Bankinter analysis team’s view: We believe that the probability of this happening is high. According to statements by its CEO, Telefónica has lofty ambitions, with the intention of actively participating in a possible European consolidation (which would be buying a company), investing in technology and reducing costs to gain efficiency, objectives that it must reconcile with a reduction in debt.

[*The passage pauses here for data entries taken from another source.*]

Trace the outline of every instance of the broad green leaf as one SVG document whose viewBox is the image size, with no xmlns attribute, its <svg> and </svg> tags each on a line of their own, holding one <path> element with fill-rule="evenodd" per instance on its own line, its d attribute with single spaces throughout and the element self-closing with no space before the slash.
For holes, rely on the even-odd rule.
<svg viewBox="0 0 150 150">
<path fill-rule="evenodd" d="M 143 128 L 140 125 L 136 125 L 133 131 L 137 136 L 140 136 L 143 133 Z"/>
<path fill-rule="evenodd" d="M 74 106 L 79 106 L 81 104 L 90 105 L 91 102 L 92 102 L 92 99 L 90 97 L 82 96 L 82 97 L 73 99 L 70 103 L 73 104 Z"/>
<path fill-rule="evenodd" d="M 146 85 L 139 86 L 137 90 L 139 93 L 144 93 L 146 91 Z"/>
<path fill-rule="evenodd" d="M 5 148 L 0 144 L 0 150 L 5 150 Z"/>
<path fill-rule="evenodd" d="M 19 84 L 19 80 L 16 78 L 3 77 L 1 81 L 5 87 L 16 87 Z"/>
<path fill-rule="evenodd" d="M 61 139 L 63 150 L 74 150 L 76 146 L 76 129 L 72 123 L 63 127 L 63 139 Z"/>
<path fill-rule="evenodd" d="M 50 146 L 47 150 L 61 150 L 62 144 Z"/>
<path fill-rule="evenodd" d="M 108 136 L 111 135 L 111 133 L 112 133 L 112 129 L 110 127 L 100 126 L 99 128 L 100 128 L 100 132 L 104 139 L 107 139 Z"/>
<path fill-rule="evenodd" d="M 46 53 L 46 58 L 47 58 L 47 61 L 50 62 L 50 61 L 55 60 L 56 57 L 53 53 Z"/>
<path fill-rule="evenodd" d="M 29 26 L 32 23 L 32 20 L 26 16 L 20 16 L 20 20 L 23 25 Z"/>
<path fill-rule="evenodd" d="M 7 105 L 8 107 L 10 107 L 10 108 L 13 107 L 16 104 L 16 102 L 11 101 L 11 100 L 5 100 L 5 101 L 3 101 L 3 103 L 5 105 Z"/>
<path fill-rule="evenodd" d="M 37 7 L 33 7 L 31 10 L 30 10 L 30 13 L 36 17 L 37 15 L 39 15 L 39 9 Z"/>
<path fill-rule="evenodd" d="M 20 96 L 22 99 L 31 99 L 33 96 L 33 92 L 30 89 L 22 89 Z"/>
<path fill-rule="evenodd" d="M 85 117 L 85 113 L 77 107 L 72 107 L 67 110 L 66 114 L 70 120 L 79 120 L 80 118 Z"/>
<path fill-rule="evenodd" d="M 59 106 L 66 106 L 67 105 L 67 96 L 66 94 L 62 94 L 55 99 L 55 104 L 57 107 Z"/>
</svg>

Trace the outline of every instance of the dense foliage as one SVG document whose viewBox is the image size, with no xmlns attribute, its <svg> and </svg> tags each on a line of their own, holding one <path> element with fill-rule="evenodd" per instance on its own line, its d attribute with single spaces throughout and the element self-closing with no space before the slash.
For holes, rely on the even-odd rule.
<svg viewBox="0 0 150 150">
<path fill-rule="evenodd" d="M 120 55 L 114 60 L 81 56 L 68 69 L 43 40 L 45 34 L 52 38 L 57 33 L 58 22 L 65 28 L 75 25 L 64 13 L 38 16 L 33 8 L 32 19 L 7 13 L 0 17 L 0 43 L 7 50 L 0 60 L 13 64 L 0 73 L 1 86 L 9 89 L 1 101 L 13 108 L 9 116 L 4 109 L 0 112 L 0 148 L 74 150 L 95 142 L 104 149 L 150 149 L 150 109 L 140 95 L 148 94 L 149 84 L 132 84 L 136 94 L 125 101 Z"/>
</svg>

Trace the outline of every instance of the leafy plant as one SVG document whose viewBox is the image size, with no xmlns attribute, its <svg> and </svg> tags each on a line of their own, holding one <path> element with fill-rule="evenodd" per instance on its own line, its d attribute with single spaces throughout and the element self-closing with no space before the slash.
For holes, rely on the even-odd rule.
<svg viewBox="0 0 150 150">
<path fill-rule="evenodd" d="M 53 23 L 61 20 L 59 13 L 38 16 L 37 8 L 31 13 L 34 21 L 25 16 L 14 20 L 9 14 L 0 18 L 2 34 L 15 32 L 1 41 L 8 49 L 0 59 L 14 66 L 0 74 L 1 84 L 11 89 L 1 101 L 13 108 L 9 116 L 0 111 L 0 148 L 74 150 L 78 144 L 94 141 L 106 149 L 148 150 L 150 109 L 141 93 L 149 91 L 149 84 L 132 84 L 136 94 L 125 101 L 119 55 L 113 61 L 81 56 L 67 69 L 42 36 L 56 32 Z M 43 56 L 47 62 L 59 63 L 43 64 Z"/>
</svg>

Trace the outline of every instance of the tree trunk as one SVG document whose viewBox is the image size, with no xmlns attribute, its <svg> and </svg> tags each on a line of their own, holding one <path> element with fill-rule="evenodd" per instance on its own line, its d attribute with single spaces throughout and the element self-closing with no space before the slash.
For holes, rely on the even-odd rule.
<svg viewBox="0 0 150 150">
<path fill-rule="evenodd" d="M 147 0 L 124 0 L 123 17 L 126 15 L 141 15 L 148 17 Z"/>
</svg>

Given this possibility, we already downgraded Telefónica’s recommendation from Buy to Neutral on 6 October: “The Strategic Plan will likely focus on three areas: consolidation in Europe, strengthening Telefónica Tech in the cybersecurity business and simplifying the group’s structure to gain efficiency. Until then, we believe that the stock will remain on hold until the outlook for dividends and financing of the plan’s objectives is known. Until then, we are downgrading our recommendation to Neutral (from Buy).” Telefónica offers a higher dividend yield than its European peers: 6.8% vs Deutsche Telekom 3.3%, Vodafone 4.2%, Orange 5.4%, KPN 4.4%. To meet its potential objectives, Telefónica must strengthen its balance sheet, free up cash flow for investments and maintain financial discipline to avoid a downgrade of its credit rating. According to the media, Telefónica’s dividend yield could be around 5%, which means a dividend of €0.2/share. Currently, Telefónica’s payout (% of net profit allocated to dividends) is >100% and equivalent to 15% of its cash flow before investments.